Congo-Kinshasa: M23 represents Rwandophones in Congo and is based in Rutshuru territory (5,300km² – a fifth of Rwanda), rich in forest and mineral resources and with “huge traffic of commercial trucks carrying goods from the Kenyan port of Mombasa through Uganda to Goma and Bukavu in the DRC” through Bunagana border town. Kigali feeling isolated in the region after Kinshasa’s moving closer to Uganda and Burundi stepped up its support for M23 recently – the M23 had acted as its proxy ten years back, when it occupied the regional capital Goma. With M23 well-equipped, disciplined, superior to the Congolese army, Kigali has come under increased international pressure to have M23 stop fighting.
https://theconversation.com/m23-four-things-you-should-know-about-the-rebel-groups-campaign-in-rwanda-drc-conflict-195020

South Africa/Small-scale fishery: Everywhere in the world, “resource depletion, geographical isolation, unsafe working conditions, market fluctuations, climate change, lack of access to healthcare and education, and social exclusion” make small-scale fishers vulnerable.

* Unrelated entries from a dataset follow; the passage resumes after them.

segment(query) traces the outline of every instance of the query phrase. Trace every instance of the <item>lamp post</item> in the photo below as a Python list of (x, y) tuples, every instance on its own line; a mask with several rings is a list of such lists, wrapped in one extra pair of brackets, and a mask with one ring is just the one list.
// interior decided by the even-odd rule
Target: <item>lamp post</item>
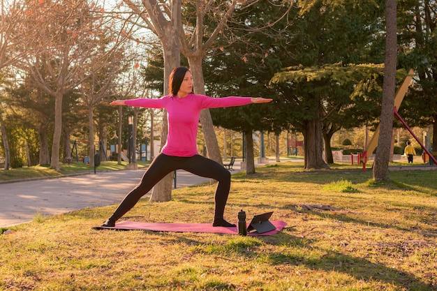
[(129, 159), (129, 163), (128, 164), (128, 170), (137, 170), (138, 165), (135, 163), (135, 145), (133, 144), (133, 117), (128, 117), (128, 158)]

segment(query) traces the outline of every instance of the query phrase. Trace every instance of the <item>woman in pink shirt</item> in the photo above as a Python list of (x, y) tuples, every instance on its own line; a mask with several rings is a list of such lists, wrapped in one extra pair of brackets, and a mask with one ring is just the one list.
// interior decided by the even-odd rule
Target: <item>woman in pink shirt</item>
[(159, 99), (117, 100), (112, 105), (165, 108), (168, 134), (161, 152), (151, 162), (141, 181), (124, 197), (114, 214), (102, 226), (112, 227), (165, 175), (178, 169), (218, 181), (214, 196), (213, 226), (232, 227), (223, 218), (230, 188), (230, 174), (219, 163), (198, 152), (197, 133), (200, 110), (205, 108), (264, 103), (272, 99), (251, 97), (211, 98), (193, 93), (193, 78), (186, 67), (175, 68), (170, 75), (169, 95)]

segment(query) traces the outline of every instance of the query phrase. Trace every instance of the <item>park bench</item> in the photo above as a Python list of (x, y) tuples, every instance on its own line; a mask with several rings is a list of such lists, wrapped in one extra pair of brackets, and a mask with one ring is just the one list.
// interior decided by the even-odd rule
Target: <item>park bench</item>
[(235, 163), (235, 156), (231, 156), (230, 157), (230, 161), (229, 161), (229, 163), (228, 164), (223, 164), (223, 166), (229, 170), (230, 171), (233, 171), (234, 169), (232, 168), (232, 166), (234, 165), (234, 163)]

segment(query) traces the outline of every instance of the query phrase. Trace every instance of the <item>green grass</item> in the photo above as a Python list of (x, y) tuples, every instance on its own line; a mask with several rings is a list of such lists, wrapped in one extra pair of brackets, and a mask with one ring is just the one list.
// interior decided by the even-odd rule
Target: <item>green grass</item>
[[(358, 166), (302, 168), (281, 163), (232, 175), (225, 217), (273, 211), (287, 225), (269, 237), (93, 230), (114, 205), (36, 215), (0, 235), (0, 290), (437, 290), (437, 172), (393, 172), (376, 184)], [(209, 223), (214, 189), (142, 199), (122, 219)]]

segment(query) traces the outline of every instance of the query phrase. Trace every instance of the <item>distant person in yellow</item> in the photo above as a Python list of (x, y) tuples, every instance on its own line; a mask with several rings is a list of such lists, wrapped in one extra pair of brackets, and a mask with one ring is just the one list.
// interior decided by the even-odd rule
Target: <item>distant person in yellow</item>
[(416, 151), (411, 145), (411, 142), (409, 140), (407, 142), (407, 146), (405, 147), (403, 152), (408, 157), (408, 163), (413, 163), (413, 157), (416, 155)]

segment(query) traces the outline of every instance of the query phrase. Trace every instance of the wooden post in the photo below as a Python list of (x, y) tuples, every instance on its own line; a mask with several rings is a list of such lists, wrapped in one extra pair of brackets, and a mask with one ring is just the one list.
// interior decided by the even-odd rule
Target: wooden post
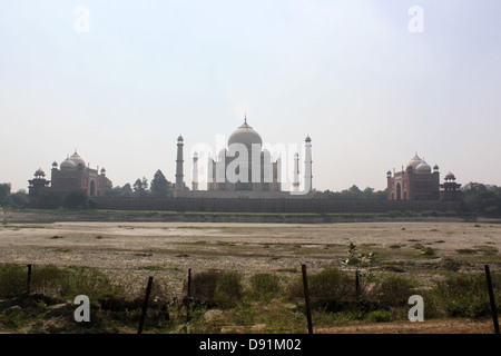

South Africa’s Small-Scale Framework, put in place between 2012 and 2016, though allocating fishing rights to the small-scale sector, falls short. Allocation is subject to stringent conditions; fair distribution of allocations is not ensured and nothing to prevent elite capture. The article makes concrete suggestions how to reform the Small-Scale Framework.
https://theconversation.com/south-africas-small-scale-fishers-have-been-marginalised-since-apartheid-what-needs-to-change-194742

Mali: According to a FIDH (International Federation for Human Rights) report, summary executions, sexual violence and forced recruitment make life for civilians in Ségou and Mopti regions into a “living hell”. The perpetrators are self-defence groups, jihadists, the Malian army and Russian mercenaries. The report (in French only/84 pages) can be downloaded on https://www.fidh.org/en/region/Africa/mali/in-central-mali-victims-and-persecutors-live-together.
BBC Africa Live 24 November 2022. 12:14




23 November 2022

Media & Violence against Women in South Africa: Media are important because people’s opinions on violence are largely shaped from secondary sources like news media. Media tend to disempower victims by perpetuating gender stereotypes and hardly ever give victims the space to tell their own stories. Also, there is a tendency to victim blaming, though mostly subtly. On top of that, “(t)here is a tendency to focus on the most horrendous crimes to portray violence against women in exceptional terms rather than dealing with its pervasiveness in contexts like South Africa”
https://theconversation.com/16-days-of-activism-how-south-africas-tv-news-gets-it-wrong-193734

Namibia/Windhoek: In 1965, when Namibia was under apartheid South African control, Curt von François – a senior military officer in German South West Africa between 1889 to 1894 – was honoured by means of a statue as the city's founder – which he was not. Following a successful campaign for its removal, the statue, a symbol of colonial oppression, has now been pulled down.